The key to the success of the production is the combination the Clachan’s design, Orlando Gough’s music & Carolyn Downing’s sound effects, the human sheep in Arran jumpers and superb casting and staging by Polly Findlay. It might not look like any forest you’ve ever walked through, but it feels like a magical one. People (and sheep!) weave in and out to play out scenes, seeming to appear from nowhere. The music is gorgeous, particularly the songs sung beautifully by Fra Fee and the atmospheric, wordless choruses. The sound of animals, birds and weather conditions are all-pervading. The verse speaking is outstanding and the gentle amplification (necessary given the soundscape) means you hear every word. The play has never felt more other-worldly or magical.

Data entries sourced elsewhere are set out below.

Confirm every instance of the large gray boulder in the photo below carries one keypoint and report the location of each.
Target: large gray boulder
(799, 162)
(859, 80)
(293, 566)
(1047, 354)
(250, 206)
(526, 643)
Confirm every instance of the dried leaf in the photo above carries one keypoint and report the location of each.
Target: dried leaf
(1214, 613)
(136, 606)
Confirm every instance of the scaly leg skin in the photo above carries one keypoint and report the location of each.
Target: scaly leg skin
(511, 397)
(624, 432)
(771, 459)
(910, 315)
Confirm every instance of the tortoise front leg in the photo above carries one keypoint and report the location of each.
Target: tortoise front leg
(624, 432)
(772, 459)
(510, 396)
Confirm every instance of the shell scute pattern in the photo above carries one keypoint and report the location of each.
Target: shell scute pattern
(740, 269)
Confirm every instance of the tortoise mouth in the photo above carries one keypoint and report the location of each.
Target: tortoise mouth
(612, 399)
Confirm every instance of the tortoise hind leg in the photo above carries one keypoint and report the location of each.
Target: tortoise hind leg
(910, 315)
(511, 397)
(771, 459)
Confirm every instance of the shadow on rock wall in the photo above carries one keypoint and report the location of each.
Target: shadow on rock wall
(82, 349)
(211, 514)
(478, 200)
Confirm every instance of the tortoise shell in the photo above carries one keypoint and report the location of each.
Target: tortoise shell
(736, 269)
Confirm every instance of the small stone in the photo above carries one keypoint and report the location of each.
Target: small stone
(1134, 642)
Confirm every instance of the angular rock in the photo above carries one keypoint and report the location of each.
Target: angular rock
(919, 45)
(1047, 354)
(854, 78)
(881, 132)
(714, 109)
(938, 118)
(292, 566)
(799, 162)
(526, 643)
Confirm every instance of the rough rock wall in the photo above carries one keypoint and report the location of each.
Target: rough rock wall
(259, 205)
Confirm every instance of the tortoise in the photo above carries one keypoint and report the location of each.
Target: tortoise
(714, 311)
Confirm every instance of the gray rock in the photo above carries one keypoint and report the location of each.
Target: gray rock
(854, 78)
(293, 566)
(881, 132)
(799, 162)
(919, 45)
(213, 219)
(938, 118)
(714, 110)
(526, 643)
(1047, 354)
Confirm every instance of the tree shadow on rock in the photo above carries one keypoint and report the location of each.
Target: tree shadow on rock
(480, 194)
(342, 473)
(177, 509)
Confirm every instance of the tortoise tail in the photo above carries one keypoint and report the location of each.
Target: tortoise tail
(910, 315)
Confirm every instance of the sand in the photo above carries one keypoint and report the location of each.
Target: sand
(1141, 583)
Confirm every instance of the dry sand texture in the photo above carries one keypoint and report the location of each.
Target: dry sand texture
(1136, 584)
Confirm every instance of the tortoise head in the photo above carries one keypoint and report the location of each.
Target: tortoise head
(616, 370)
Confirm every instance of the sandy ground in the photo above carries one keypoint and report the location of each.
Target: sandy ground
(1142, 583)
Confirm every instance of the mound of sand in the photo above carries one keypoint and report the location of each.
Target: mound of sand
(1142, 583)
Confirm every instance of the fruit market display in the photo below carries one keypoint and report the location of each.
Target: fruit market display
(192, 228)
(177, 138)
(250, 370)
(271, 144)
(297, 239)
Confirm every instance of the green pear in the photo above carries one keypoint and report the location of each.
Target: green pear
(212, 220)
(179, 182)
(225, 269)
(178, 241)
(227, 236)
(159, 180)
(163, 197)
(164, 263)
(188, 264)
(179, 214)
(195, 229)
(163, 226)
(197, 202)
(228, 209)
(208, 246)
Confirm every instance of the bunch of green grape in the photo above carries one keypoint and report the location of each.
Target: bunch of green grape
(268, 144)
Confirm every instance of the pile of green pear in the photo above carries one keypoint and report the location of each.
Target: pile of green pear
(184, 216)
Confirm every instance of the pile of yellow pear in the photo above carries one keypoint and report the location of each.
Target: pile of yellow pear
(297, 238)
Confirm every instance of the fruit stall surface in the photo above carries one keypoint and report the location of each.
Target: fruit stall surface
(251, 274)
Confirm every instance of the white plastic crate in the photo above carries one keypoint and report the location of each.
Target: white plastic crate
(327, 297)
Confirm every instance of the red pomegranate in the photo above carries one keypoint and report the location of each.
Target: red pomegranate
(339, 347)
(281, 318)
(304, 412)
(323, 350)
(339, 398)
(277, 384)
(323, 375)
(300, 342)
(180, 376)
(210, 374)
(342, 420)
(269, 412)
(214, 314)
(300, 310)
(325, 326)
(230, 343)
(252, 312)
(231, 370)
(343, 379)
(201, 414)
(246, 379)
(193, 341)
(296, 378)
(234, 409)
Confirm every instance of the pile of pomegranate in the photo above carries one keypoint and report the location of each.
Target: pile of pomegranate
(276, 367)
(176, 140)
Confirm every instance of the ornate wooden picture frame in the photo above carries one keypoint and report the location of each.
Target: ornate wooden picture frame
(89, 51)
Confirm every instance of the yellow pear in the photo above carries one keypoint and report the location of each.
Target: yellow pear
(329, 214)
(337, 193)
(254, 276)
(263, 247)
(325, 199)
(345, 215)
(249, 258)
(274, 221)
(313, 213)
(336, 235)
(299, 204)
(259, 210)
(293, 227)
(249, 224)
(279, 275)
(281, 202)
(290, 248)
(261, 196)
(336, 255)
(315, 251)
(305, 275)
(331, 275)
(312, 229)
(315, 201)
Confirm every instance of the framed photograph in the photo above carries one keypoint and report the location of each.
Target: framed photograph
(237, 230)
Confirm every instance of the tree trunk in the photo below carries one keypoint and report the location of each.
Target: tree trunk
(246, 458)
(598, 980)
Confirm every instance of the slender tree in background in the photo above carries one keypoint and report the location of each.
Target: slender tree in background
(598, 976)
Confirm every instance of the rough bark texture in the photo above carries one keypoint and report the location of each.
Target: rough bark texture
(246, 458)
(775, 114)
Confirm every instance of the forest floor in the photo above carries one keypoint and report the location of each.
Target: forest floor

Ellie Kirk, covering Celia for Patsy Ferran, was terrific; word perfect and confident in such a big role. Rosalie Craig is a brilliantly boyish Rosalind / Ganymede and has great chemistry with Joe Bannister’s excellent Orlando. There’s luxury casting in the smaller roles, from Patrick Godfrey’s loyal Adam through Mark Benton’s particularly funny Touchstone, Alan Williams wise old shepherd Corin and Ken Nwosu’s charming young shepherd Silvius, to Paul Chahidi’s introspective Jaques.

This production appears to have divided people, but I thought it was one of the best I’ve seen.